Skills gained from this course

  • Recommend solutions to minimize costs
  • Recommend a solution for Conditional Access, including multi-factor authentication
  • Recommend a solution for a hybrid identity including Azure AD Connect and Azure AD Connect
  • Recommend a solution for using Azure Policy
  • Recommend a solution that includes KeyVault and Azure AD Managed Identities
  • Recommend a storage access solution
  • Design an Azure Site Recovery solution
  • Recommend a solution for autoscaling, containers and network security
  • Recommend a solution for migrating applications and VMs
  • Recommend a solution for migration of databases


This course is for IT Professionals with expertise in designing and implementing solutions running on Microsoft Azure. They should have broad knowledge of IT operations, including networking, virtualization, identity, security, business continuity, disaster recovery, data platform, budgeting, and governance. Candidates must have expert-level skills in Azure administration and have experience with Azure development processes and DevOps processes.

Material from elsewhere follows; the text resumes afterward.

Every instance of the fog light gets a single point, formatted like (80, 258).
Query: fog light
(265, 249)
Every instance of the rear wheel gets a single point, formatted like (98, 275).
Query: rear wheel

  • Understanding of on-premises virtualization technologies, including: VMs, virtual networking, and virtual hard disks.
  • Understanding of network configuration, including TCP/IP, Domain Name System (DNS), virtual private networks (VPNs), firewalls, and encryption technologies.
  • Understanding of Active Directory concepts, including domains, forests, domain controllers, replication, Kerberos protocol, and Lightweight Directory Access Protocol (LDAP).
  • Understanding of resilience and disaster recovery, including backup and restore operations.

Course content

Module 1: Design for Cost Optimization

In this module, you will learn how to optimize costs from recommendations, breakdown costs by Azure Service, and download and review usage details. 01-View:

  • Recommend Solutions for Cost Management
  • Recommended Viewpoints for Minimizing Costs

Module 2: Design a Solution for Logging and Monitoring

In this module, you will learn about Azure Monitor, Azure Application Insights, and Azure Sentinel. You will be able to monitor Azure Resources with Azure Monitor and collect and analyze resource Logs for Azure:

  • Azure Monitoring Services
  • Azure Monitor

Module 3: Design Authentication

In this module, you will learn to implement Conditional Access and Azure Multi-Factor Authentication and also be able to recommend an Authentication Methodology for Hybrid Identity:

  • Recommend a Solution for Multi-Factor Authentication
  • Recommend a Solution for Single-Sign On (SSO) 
  • Five Steps for Securing Identity Infrastructure
  • Recommend a Solution for a Hybrid Identity
  • Recommend a Solution for B2B Integration

Module 4: Design Authorization

In this module, you will learn how to provide Identities to services and understand the hierarchy of Management Groups and Subscriptions:

  • Infrastructure Protection
  • Recommend a Hierarchical Structure for Management Groups, Subscriptions and Resource Groups

Module 5: Design Governance

In this module, you will learn to apply an Azure Policy, Identify non-compliant resources, and manage tag governance with Azure Policy.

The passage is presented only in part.